El servicio al hombre concreto en la totalidad de sus dimensiones
De todo lo dicho se deduce que el objetivo principal de las instituciones caritativas eclesiales no es tanto que lleguen a ser organizaciones perfectas, cuanto que sean expresión, instrumento y cauce del ser y de la misión de la Iglesia. Por eso, sin negar la necesidad de la competencia profesional, lo más decisivo y propio de los que trabajan en ellas es que entren en la dinámica del don de sí mismos, como fruto de haber experimentado el amor de Dios manifestado en Cristo y en fidelidad a la misión que éste a confiado a su Iglesia de servir al hombre concreto en su vocación temporal y eterna y en la totalidad de sus necesidades materiales y espirituales.
La actividad de los que trabajan en las instituciones caritativas católicas debe buscar siempre el bien de la entera persona y el auténtico bien común, y debe llevar siempre el sello de los que dan voluntariamente testimonio del Evangelio, es decir, el estilo de la gratuidad y de la misión recibida directamente de la Iglesia y, a la postre, de Cristo. Por eso, la actividad caritativa eclesial no es reducible sólo a los gestos concretos de asistencia material, ni está orientada sólo a las dimensiones históricas, sino que debe estar investida de la novedad del acontecimiento de Cristo y transparentar en los gestos concretos a favor del prójimo el amor de Dios Padre. Actuando a favor del hombre en sus necesidades materiales e históricas, necesidades rigurosamente humanas, no debe perder de vista, sino contribuir a hacer realidad la salvación de su entera persona. En este sentido, la acción caritativa es simultáneamente acción evangelizadora: debe orientarse a introducir a la entera persona en el misterio de Cristo. Así lo ha vivido la Iglesia en su mejor historia misionera durante todos los tiempos, y lo continúa viviendo ahora, siempre que es fiel a los imperativos intrínsecos de la «missio ad gentes». Es evidente, por otro lado, que esa concreción histórica de la caridad incluye la respuesta a los problemas de la justicia social de un modo eminente, que no proporciona ninguna teoría filosófica y antropológica, ética y social, inspirada en cualquier tipo de visión materialista del mundo: llámese marxismo histórico y dialéctico o liberalismo positivista o capitalista.

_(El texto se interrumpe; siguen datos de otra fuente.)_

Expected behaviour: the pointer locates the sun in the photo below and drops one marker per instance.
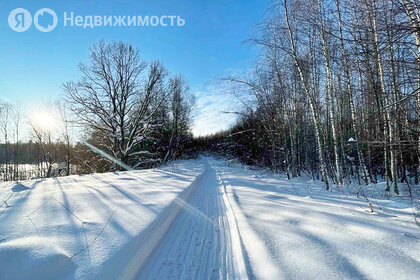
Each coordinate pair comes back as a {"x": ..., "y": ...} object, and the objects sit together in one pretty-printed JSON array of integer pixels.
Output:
[{"x": 44, "y": 120}]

Por eso, las organizaciones caritativas, bajo la guía de los respectivos pastores, deben proporcionar a los voluntarios y, en general, a todos los que colaboran en ellas una formación teológica y espiritual básica. Parte importante de esa formación, será la doctrina social de la Iglesia que les ayudará a juzgar y valorar los acontecimientos de la vida social.
Cuando colaboren con otros elementos de la sociedad civil, las organizaciones caritativas católicas no pueden perder su propia identidad, sus convicciones, su concepción propia del hombre. Algo similar cabe decir de sus relaciones con el Estado. Teniendo en cuenta que ambos tienen como horizonte el servicio al hombre, la Iglesia y sus organizaciones caritativas tienen que poder desarrollar libremente aquello que sabe ser su misión propia. Sólo así podrán hacer su aportación imprescindible e insustituible en el servicio a los hombres y a la sociedad.
Que Santa María Madre, que nos dio a su Hijo para nuestra salvación, nos asista para que, siguiendo a Jesucristo, nos entreguemos a nuestros hermanos.